Donc, Samedi et Mercredi (et peut-être allons-nous passer à un jour sur deux, j'hésite), invitation à rôder dans la discothèque de Mossieur Resse à la recherche des 100 disques qui l'ont marqué à vie, série commencé ici samedi dernier.
Nécessairement, il va y avoir beaucoup d'albums TRES connus. Des incunables, incontournables, inoubliables, indispensables indélogeables. Mais aussi quelques uns moins attendus peut-être. Pas forcément "les plus grands disques" tels que prétendent l'affirmer les journaleux spécialisés, en faisant mine d'objectivité, ce qui est un contresens évident, tout n'étant dans ce registre qu'affaire de choix, parti pris, et pourquoi non, mauvaise foi. Disons les 100 qui me sont indissociables...
Ah oui, et j'ai oublié ceci: il n'y aura pas que du ROCK. Attendez vous à des incursions coté indien, gipsy, jazz vocal, celte, soufi. Et si je trouve une solution, quelques perles classiques "aussi".
Ai-je déjà raconté, ici ou ailleurs, comment je me fis éjecter du fameux magasin temple rock Open Market, par son éminent proprio Marc Zermati (producteur, label manager, vendeur de skeuds plus ou moins officiels, organisateur de concerts, et conscience de la rock culture french way. Un CV comme un roman).
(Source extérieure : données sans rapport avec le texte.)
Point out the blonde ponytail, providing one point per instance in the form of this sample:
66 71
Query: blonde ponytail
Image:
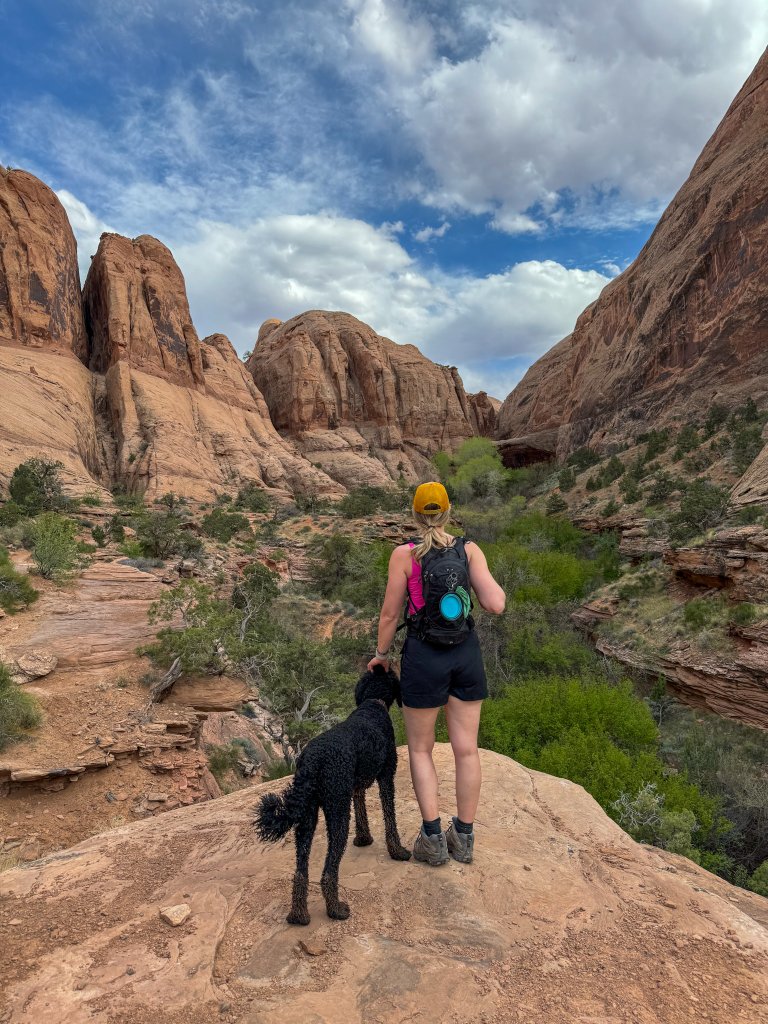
432 530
Il avait dans ces bacs cet album pirate de Lou Reed, intitulé Rock n Roll Animal, et je lui demande si c'est bien celui "qui vient de sortir" (qui portait le même nom). Va acheter tes disques à la FNAC, petit con, qu'il me répond, Marc! Quelques années plus tard, je le recroiserais, en radio, à travers des promos d'artistes (c'est qu'il a -entre autres- produit les Dogs, ce monsieur)... et même, hmmmm, nous sommes amis Facebook...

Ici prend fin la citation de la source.